Posted on:2019-01-27Degree:Ph.DType:Dissertation
University:The New SchoolCandidate:Ulloa Garzón, Ana MaríaFull Text:PDF
GTID:1459390005994305Subject:Cultural anthropology
Abstract/Summary:
In the last decades, flavor, an aesthetic experience that is intimately tied to pleasure, affect, memory, and culture, has been consolidated as an autonomous scientific object, a technological product, and a medium for artistic expression. Such efforts have come partly from the revalorization of the science of taste and smell and the mounting interest of both chefs and scientists in the chemistry of cooking and the experience of eating.
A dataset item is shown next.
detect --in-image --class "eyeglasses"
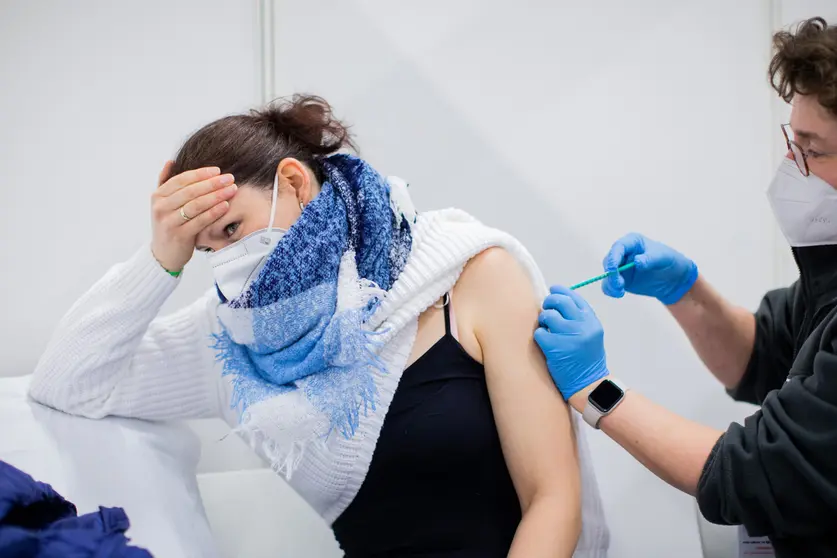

While it is common to find arguments that define sensorial experiences as unavoidably private and subjective, or as exclusively pertaining to the cultural realm, the purpose of this dissertation is to investigate how the aesthetic and subjective experience of flavor is shared in the course of its investigation and manufacture. Fieldwork for this project was carried out in the United States and Spain during 14 months at three different sites, each of which foregrounds a particular knowledge practice---science, industry, and gastronomy. By focusing on different methods, skills, and practices for understanding and creating flavor, this ethnography argues that flavor, as a phenomenon to study, only comes into being at the intersection of practices and institutions that allow for its partial apprehension. What we can know about flavor is constantly being reconfigured by way of interaction and communication among these different practices. In going after flavor, what these practices do to each other is more important than what they know individually. In their practical interaction, and in strengthening their ties, they keep rediscovering what flavor is and what it can do. Finally, it is shown that these practices (science, industry, gastronomy) are all at odds with entrenched dualisms like those of mind and matter, culture and nature, subject and object, and techne and episteme---but they nonetheless need each other as long as they remain autonomous fields and their boundaries hold.